Arriving in Austria at first felt no different than landing in any airport in Canada—there was a coffee shop in the terminal and even a McCafé in the middle of the arrivals lobby. The ubiquitous German didn’t faze me; it was the language my mother used on the phone while talking to my grandparents, meaning it is the language that I am most accustomed to not understanding.
The most unusual sensation when walking around Vienna was the realization that I looked like everyone else. By that I don’t mean “white people”, though there was certainly a marked lack of visible minorities—I’m fairly sure there are proportionally more visible minorities in Tokyo than there are in Austria—but rather people with a similar facial structure to my own.
People of German, Austrian and Russian heritage weren’t exactly the most welcome immigrants to North America in the early 1950s, and the handful of second-gen kids I’d encountered in Canada looked nothing like me. Vienna, however, was a whole city full of strikingly familiar-looking faces. I was even able to tell that the German soccer fans weren’t locals. (My sister, on the other hand, looked more like people in Innsbruck—though she may disagree). My only problem was that I kept refusing to act like a tourist, and instead of admitting my inability with the language, I repeatedly pulled out my five phrases of German to be greeted by responses that I couldn’t understand at all.
Contextual German was fun, though. At the train stations, I would hear a voice over the loudspeaker pleasantly announce, “Achtung, Bahnsteig vier.” Growing up with Hollywood movies, I had never heard “achtung” said calmly. More often it was followed by “Schnell! Schnell!” and a reference to something troublesome being done by a Jones.
Maybe it was the energy right before the Austria-Germany soccer match, but the city of Vienna had a great vibe to it. It was history intermingled with modernity, cathedrals on the left with gelato on the right, palaces and opera houses a few paces from stands selling pizza, kebabs and hot dogs, elaborate graffiti only a stone’s throw from centuries-old beauty. I started to wonder if it would be possible to try to live here for a few years.
When I mentioned the thought to my great aunt and uncle, they gave me a German-English dictionary and told me to get cracking.
Throughout Austria, I saw a fair number of active people in wheelchairs. When you see a Japanese person in a wheelchair, he or she usually has a significant disability that requires someone else along for support, or they’re like my friend Yoshihiro, whose activity is limited because he has difficulty moving one side of his body. Most of the guys I saw in Austria looked like they were ready to wheel straight up a mountain. There were also quite a few people, particularly in Innsbruck, moving about quickly on forearm crutches.

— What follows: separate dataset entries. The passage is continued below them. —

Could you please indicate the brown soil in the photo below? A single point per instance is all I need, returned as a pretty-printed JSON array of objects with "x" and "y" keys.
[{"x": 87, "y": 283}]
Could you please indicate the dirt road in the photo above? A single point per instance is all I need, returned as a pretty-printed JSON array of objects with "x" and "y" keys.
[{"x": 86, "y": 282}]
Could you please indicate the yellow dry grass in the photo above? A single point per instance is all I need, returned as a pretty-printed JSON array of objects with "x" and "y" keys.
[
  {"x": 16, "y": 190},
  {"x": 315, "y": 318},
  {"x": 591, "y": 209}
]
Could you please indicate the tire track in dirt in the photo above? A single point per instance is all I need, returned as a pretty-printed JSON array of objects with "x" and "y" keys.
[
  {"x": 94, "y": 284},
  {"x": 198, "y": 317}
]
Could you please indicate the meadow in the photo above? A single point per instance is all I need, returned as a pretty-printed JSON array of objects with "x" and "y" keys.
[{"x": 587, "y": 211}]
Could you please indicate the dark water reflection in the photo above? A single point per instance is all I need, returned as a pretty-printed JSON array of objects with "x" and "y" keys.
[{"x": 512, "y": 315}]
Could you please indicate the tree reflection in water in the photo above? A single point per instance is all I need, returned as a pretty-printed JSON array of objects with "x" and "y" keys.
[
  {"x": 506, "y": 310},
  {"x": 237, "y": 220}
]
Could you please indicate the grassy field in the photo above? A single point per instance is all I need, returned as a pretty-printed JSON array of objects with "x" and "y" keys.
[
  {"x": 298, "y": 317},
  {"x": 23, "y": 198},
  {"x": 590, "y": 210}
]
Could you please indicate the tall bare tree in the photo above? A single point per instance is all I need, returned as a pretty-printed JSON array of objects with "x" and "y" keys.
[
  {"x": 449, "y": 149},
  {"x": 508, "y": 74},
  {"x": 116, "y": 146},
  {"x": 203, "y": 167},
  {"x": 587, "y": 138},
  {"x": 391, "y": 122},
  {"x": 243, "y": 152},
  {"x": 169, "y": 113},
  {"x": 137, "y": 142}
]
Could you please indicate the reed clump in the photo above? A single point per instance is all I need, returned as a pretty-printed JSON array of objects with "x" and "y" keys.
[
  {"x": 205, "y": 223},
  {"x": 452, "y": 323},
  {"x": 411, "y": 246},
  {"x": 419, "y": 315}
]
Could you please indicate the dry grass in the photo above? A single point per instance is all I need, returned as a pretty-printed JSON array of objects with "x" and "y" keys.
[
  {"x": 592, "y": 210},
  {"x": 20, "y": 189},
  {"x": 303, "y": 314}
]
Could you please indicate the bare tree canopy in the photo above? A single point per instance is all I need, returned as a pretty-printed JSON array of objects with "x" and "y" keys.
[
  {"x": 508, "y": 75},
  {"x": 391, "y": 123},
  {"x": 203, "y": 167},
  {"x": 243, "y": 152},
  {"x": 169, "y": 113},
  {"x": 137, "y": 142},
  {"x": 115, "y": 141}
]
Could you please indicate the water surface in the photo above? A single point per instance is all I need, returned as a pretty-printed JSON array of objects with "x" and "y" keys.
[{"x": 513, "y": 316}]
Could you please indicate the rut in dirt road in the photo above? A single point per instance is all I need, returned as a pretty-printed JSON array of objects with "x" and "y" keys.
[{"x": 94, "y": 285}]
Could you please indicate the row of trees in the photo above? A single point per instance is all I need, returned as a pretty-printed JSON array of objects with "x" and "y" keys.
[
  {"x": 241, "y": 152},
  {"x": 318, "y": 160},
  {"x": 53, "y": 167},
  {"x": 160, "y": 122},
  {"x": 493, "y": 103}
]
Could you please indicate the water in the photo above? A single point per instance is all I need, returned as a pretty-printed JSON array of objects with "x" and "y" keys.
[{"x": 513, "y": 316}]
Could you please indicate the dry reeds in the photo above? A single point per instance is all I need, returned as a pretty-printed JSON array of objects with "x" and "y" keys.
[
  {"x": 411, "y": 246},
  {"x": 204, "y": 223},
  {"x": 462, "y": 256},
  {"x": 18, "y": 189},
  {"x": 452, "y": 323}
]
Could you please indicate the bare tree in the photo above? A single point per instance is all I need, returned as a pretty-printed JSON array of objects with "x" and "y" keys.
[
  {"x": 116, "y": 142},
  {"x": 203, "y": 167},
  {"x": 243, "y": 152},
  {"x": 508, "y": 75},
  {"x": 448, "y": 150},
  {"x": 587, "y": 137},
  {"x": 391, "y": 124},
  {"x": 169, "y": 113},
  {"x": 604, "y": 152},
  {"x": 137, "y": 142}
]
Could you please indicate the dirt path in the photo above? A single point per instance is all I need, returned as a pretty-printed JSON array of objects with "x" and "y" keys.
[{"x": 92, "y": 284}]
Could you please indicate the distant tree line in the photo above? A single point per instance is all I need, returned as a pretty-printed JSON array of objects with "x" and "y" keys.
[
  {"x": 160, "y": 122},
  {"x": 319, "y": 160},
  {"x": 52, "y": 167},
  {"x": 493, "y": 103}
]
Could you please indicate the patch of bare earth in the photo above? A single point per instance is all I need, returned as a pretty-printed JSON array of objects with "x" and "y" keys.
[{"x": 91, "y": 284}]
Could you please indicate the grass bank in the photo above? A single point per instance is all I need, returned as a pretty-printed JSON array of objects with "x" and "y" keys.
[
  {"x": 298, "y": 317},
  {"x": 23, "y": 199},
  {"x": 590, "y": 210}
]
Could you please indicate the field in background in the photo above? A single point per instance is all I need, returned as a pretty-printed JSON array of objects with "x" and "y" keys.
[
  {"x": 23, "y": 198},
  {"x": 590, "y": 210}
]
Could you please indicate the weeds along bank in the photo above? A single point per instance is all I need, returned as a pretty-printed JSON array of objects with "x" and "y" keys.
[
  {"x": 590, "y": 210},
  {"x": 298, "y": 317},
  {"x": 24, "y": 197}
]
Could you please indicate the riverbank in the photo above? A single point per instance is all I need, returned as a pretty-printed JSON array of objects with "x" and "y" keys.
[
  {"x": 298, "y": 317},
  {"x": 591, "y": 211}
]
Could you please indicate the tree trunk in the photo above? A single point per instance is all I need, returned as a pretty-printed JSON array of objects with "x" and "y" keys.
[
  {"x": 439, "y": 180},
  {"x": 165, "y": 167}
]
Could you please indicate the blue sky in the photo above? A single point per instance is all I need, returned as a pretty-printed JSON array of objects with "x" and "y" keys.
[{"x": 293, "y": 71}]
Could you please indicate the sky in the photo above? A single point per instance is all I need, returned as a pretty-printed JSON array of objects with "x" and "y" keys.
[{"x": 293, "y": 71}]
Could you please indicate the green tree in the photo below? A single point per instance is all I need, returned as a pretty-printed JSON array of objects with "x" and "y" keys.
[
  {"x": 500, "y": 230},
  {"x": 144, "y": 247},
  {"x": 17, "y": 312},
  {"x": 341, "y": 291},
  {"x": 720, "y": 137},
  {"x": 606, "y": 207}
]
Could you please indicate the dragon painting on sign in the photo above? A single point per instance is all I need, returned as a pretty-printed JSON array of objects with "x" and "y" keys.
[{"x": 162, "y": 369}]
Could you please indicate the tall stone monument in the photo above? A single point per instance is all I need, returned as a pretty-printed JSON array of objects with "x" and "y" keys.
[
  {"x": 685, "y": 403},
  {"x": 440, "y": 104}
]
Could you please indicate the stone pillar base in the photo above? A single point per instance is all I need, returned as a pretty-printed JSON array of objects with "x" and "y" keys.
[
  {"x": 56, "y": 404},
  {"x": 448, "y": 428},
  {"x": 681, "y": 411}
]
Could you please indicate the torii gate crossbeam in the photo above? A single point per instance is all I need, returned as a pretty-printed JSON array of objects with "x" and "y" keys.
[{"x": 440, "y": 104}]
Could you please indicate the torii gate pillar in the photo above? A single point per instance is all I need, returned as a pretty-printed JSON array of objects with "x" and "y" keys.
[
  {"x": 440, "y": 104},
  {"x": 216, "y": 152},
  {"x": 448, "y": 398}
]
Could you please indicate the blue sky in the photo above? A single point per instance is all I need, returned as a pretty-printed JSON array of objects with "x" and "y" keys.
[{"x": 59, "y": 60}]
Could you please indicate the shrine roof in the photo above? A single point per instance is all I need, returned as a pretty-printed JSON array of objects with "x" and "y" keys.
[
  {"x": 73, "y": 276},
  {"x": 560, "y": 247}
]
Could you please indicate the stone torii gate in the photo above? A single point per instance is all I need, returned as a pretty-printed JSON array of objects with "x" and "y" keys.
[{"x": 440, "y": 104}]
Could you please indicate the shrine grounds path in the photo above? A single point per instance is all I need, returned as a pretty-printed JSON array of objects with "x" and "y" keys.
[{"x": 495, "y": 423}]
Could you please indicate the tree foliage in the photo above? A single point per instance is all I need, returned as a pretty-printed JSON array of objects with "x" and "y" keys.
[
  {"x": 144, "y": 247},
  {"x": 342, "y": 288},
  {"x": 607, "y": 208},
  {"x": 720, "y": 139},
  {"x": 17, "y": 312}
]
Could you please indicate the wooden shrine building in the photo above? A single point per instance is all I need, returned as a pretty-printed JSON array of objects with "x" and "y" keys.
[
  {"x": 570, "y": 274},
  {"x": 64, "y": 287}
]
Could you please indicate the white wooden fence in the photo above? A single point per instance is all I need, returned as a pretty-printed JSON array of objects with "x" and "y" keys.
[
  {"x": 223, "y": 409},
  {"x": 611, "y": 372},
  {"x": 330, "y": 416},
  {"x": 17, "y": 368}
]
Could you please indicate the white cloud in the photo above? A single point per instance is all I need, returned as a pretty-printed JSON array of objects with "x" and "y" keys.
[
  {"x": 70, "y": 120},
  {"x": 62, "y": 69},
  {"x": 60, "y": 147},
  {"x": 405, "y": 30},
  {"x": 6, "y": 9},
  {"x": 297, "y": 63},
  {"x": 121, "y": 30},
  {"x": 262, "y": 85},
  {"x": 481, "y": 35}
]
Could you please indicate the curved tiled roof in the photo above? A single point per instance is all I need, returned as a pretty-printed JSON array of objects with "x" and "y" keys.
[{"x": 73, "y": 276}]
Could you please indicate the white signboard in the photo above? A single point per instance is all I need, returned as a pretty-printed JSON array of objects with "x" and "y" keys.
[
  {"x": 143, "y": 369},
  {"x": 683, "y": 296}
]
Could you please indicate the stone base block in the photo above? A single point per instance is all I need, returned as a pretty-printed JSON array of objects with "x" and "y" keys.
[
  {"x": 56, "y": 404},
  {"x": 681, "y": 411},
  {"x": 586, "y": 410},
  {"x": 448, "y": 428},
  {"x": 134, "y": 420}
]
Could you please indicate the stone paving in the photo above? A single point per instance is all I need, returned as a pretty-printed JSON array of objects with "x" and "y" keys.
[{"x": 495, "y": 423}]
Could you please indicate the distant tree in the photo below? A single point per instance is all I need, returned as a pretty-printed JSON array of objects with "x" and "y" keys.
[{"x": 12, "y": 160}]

In Innsbruck I finally understood why so many characters in 19th-century fiction were advised to “go abroad for the air”. The air in Innsbruck is clear, dry and crisp, and you get the sense that everyone in the city climbs a mountain at least once every week. Looking at the vista from the top of the Alps, it’s the kind of beauty that makes you want to start a religion.
Most people in Austria seem to be tanned and fit, and in Innsbruck in particular, I felt clean just walking on the streets. Going back to Tokyo humidity was like being hit in the face with a greasy rag.
The sense I got from all the historical exhibits at castles, cathedrals and palaces was that Austria was a sort of underdog superpower—an empire, but a tenuous one. The emperors built great palaces, but they had to bring all the furniture from one to another when they travelled, because they couldn’t afford two sets. They were always working assiduously just to maintain what they had, be it by war or by marriage.
The reigning monoculturalism was strange. Perhaps it’s common in Europe, but I would only occasionally spot someone from Africa, and even more rarely see someone from Asia who wasn’t part of a tour group (the big groups of tourists were mostly Chinese and Korean; the Japanese tourists seemed to prefer keeping in pairs). Austria does have a large Muslim minority, however, mainly from Turkey and Bosnia.
Before the Second World War, the city of Vienna was also home to some 200,000 Jews—10% of the population. The number nationally is now 8,100. 65,000 were killed in the Holocaust. There's a Holocost Memorial in Vienna listing the sites of the camps in which they died. It’s seldom mentioned, but 40% of the staff at Nazi death camps were Austrians.
It's hard to think about the past sometimes. But for some things, it's also unavoidable.